Monday, January 5

Psalmist

I read Psalms from time to time.

As a child, the enemies I drew parallel to David's foes were bullies: other kids, meaner & more violent than myself, who punished me for being gentle.

Now the enemies, oft as not, live within: bitter roots and dark veins in my heart that need more punishing than I mete.

And I wonder, with these new interpretations, which the Psalmist meant.  Or does it matter?  Save us from our enemies: the hallway bully, and the dark-eyed heart.
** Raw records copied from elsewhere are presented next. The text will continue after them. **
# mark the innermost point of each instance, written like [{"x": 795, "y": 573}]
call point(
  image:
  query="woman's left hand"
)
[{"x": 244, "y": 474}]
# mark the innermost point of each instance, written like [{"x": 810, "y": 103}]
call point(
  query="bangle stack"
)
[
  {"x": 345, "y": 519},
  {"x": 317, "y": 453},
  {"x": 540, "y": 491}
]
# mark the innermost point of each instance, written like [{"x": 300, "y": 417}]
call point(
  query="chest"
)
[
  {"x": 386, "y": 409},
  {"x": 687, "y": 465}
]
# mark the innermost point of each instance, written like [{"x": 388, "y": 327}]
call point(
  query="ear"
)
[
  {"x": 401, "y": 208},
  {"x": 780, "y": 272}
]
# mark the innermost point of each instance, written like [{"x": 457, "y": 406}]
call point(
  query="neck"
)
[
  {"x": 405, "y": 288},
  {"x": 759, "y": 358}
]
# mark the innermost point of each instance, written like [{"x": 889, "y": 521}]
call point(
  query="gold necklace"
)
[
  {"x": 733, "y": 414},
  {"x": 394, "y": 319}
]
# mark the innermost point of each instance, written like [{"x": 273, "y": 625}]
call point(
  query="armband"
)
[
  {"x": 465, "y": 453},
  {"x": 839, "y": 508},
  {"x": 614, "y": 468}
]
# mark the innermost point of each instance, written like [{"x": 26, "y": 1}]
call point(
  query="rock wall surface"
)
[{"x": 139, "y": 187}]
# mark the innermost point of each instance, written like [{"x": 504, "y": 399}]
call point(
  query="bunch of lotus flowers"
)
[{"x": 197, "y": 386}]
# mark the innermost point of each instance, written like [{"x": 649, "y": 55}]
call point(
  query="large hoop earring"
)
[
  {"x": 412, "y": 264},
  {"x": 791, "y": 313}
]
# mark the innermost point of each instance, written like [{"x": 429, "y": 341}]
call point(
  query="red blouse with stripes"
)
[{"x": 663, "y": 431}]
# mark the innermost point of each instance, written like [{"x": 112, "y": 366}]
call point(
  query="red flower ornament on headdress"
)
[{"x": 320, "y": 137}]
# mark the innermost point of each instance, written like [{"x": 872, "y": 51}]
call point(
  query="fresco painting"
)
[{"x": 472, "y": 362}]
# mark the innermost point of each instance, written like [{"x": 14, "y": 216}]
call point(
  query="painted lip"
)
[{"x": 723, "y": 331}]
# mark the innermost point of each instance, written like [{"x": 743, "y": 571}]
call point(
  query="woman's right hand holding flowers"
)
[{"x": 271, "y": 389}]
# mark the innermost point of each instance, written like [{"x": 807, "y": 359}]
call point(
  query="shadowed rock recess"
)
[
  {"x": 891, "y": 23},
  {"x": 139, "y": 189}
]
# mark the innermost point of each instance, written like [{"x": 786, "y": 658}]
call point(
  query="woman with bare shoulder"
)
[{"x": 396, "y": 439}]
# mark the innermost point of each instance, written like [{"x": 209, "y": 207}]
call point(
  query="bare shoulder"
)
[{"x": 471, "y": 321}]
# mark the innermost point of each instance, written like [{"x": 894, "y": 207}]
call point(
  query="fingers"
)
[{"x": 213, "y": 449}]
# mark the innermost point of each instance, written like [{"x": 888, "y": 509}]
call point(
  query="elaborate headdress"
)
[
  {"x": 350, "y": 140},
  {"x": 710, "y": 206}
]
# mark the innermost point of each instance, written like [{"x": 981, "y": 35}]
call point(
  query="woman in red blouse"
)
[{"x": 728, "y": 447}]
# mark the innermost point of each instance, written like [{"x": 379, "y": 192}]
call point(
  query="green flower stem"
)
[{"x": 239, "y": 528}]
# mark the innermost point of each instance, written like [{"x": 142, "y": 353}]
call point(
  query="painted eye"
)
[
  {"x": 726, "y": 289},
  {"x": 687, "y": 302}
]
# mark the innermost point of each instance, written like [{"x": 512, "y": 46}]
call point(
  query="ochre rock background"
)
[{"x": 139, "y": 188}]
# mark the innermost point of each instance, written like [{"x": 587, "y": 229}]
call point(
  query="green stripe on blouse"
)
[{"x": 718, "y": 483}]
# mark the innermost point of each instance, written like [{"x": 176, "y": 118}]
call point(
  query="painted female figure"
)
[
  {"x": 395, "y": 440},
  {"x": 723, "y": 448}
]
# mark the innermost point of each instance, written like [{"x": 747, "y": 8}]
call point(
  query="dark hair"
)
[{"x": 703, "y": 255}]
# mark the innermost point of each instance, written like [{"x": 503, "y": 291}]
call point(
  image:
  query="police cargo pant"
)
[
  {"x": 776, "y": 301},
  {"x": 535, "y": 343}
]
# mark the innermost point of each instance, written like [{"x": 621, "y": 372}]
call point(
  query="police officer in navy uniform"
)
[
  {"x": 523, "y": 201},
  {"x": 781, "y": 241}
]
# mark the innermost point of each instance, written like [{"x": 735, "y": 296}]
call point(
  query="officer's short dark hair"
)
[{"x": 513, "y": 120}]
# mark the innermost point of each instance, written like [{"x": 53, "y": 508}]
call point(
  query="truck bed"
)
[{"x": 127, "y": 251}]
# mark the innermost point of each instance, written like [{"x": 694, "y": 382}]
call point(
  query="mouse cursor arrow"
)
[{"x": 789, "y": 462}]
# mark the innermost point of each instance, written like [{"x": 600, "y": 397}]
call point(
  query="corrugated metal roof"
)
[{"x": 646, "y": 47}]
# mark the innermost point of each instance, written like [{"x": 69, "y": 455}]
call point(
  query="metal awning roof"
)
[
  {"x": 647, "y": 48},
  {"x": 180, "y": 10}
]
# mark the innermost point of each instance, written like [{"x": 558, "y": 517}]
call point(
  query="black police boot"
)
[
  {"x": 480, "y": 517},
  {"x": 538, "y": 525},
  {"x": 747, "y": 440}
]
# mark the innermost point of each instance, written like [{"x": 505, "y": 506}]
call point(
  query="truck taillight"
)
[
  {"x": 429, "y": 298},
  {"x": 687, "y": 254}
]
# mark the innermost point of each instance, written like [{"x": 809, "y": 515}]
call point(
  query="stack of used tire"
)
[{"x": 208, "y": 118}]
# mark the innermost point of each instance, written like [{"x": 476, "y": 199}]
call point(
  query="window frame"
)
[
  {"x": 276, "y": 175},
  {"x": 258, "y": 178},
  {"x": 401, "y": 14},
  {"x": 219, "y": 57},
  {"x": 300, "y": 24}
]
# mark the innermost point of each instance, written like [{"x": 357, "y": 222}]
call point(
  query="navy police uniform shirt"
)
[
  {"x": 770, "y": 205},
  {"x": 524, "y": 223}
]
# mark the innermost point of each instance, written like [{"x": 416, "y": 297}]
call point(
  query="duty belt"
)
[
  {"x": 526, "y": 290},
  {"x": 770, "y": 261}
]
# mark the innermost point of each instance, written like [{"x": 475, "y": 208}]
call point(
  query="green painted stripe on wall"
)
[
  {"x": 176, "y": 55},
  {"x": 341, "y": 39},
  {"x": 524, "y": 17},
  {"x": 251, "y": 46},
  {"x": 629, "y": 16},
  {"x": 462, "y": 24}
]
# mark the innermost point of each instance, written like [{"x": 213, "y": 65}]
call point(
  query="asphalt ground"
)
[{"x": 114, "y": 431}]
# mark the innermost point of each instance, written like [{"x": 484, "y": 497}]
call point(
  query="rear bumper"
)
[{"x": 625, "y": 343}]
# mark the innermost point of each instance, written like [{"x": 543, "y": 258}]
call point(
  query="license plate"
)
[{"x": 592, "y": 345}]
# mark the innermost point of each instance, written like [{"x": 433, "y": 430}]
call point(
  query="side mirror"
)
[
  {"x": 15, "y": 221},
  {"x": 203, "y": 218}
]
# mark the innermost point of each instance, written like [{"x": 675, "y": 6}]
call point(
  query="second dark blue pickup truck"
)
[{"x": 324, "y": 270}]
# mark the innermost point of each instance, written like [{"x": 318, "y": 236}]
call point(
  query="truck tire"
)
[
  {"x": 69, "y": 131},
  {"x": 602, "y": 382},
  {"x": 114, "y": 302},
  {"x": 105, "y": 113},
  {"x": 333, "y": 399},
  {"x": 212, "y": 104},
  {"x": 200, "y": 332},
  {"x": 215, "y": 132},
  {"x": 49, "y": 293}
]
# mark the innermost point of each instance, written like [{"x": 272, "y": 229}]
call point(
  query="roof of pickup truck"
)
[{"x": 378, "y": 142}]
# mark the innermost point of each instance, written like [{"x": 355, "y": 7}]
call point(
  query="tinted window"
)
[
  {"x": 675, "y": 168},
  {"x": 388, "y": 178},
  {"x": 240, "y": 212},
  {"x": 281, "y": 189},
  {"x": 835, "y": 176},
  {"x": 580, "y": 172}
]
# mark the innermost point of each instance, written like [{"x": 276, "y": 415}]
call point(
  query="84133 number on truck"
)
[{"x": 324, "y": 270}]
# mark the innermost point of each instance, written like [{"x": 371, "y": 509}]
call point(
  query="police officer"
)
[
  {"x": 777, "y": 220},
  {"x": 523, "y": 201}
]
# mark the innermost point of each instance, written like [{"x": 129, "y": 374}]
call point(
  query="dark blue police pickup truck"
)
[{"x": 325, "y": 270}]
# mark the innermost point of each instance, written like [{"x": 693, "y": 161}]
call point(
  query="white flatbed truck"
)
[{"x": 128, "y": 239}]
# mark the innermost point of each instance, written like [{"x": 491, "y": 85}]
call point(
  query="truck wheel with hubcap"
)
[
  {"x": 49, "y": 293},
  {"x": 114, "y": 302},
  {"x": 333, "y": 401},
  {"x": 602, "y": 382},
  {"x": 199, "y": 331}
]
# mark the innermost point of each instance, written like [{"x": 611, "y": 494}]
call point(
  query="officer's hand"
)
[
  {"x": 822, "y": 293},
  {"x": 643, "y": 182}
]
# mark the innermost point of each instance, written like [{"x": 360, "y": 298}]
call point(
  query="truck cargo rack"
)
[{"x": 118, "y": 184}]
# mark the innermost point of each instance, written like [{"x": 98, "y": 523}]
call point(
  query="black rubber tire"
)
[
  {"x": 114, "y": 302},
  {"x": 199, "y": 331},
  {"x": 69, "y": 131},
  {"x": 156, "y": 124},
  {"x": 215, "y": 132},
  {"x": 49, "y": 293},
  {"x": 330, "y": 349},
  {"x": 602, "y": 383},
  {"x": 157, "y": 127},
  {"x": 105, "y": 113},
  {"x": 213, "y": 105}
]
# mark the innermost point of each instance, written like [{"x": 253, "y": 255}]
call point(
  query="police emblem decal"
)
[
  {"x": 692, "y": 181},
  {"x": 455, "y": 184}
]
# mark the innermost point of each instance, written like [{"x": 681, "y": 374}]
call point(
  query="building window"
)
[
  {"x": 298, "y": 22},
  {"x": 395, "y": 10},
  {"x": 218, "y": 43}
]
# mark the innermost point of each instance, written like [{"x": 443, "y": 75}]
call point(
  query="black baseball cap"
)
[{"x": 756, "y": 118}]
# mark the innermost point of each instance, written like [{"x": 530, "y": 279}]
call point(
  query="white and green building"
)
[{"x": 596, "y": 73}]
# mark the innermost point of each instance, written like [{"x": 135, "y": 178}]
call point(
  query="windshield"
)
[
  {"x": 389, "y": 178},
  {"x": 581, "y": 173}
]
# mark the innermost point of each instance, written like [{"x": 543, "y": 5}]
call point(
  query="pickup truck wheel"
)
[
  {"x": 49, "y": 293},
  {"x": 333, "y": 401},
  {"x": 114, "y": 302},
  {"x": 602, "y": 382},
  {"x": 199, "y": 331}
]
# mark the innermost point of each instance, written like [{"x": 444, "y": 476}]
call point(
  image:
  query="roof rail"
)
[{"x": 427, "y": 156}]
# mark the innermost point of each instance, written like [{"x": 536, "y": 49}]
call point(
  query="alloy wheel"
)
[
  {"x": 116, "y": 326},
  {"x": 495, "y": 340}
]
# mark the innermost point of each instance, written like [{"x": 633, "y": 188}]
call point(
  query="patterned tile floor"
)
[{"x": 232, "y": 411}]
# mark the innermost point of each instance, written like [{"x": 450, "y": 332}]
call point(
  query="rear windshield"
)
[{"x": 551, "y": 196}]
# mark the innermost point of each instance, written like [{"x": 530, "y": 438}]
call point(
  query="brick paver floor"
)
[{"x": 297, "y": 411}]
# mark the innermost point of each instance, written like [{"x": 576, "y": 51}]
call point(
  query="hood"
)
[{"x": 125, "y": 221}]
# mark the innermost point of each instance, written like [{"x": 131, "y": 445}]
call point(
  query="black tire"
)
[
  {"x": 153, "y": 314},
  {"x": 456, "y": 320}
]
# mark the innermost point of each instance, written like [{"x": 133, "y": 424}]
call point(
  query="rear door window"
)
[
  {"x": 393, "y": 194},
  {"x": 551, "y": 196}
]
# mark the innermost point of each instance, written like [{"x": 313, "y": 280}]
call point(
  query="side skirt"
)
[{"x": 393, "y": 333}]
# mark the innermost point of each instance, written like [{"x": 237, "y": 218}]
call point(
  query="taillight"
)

Either way, I echo to myself.  That scrawny kid needed me, the gruff and iron-eyed adult, to protect his fragile energy.  And now I need the heart that scrappy kid possessed, narrowing his eyes into thin slits--

There are two of them; the usual tormenters.  One behind, one in front.  The one behind is to demonstrate some new technique he'd learned in martial arts.  The one in front, an audience.  I, the demonstration.  Technique du jour: a submission move.  "Just bow down," he says, "tap out."  He repeats: "Just bow and I'll let you go."  I won't; I won't; I tell him so and plant both feet.  Never having stood up to him before, I feel that thrill of freedom mixed with pain that follows change.  And, of course, in this case, just normal pain, too, the kind you get when elbows try to leave their place.  "Just bow down.  Jesus, what's wrong with you.  Just do it."

I never did.

And now I wonder, far removed from that warm-forged time: where is that stone-spined, clear-eyed youth?  What room have I kept him in?